Discussion: https://postgr.es/m/9fa25bef-2e4f-1c32-22a4-3ad0723c4a17@anastigmatix.net

diff --git a/src/backend/executor/spi.c b/src/backend/executor/spi.c
index ffa190aa83872a0151aedd5602d6b06df20967dc..99021891c15864cebd6d42a02033aa28a663c911 100644 (file)

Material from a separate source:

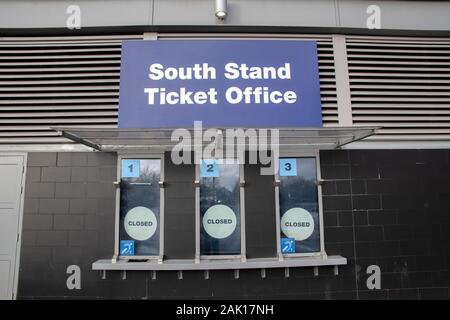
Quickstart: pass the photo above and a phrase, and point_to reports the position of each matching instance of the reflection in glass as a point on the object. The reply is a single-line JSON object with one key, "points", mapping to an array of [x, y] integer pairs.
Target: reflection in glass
{"points": [[140, 205], [220, 217], [299, 195]]}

--- a/src/backend/executor/spi.c
+++ b/src/backend/executor/spi.c
@@ -36,10 +36,16 @@
 #include "utils/typcache.h"
 
 
+/*
+ * These global variables are part of the API for various SPI functions
+ * (a horrible API choice, but it's too late now).  To reduce the risk of
+ * interference between different SPI callers, we save and restore them
+ * when entering/exiting a SPI nesting level.
+ */
 uint64     SPI_processed = 0;
 Oid            SPI_lastoid = InvalidOid;
 SPITupleTable *SPI_tuptable = NULL;
-int            SPI_result;
+int            SPI_result = 0;
 
 static _SPI_connection *_SPI_stack = NULL;
 static _SPI_connection *_SPI_current = NULL;
@@ -132,6 +138,10 @@ SPI_connect(void)
    _SPI_current->procCxt = NULL;       /* in case we fail to create 'em */
    _SPI_current->execCxt = NULL;
    _SPI_current->connectSubid = GetCurrentSubTransactionId();
+   _SPI_current->outer_processed = SPI_processed;
+   _SPI_current->outer_lastoid = SPI_lastoid;
+   _SPI_current->outer_tuptable = SPI_tuptable;
+   _SPI_current->outer_result = SPI_result;
 
    /*
     * Create memory contexts for this procedure
@@ -150,6 +160,15 @@ SPI_connect(void)
    /* ... and switch to procedure's context */
    _SPI_current->savedcxt = MemoryContextSwitchTo(_SPI_current->procCxt);
 
+   /*
+    * Reset API global variables so that current caller cannot accidentally
+    * depend on state of an outer caller.
+    */
+   SPI_processed = 0;
+   SPI_lastoid = InvalidOid;
+   SPI_tuptable = NULL;
+   SPI_result = 0;
+
    return SPI_OK_CONNECT;
 }
 
@@ -172,12 +191,13 @@ SPI_finish(void)
    _SPI_current->procCxt = NULL;
 
    /*
-    * Reset result variables, especially SPI_tuptable which is probably
+    * Restore outer API variables, especially SPI_tuptable which is probably
     * pointing at a just-deleted tuptable
     */
-   SPI_processed = 0;
-   SPI_lastoid = InvalidOid;
-   SPI_tuptable = NULL;
+   SPI_processed = _SPI_current->outer_processed;
+   SPI_lastoid = _SPI_current->outer_lastoid;
+   SPI_tuptable = _SPI_current->outer_tuptable;
+   SPI_result = _SPI_current->outer_result;
 
    /*
     * After _SPI_begin_call _SPI_connected == _SPI_curid. Now we are closing
@@ -214,9 +234,11 @@ AtEOXact_SPI(bool isCommit)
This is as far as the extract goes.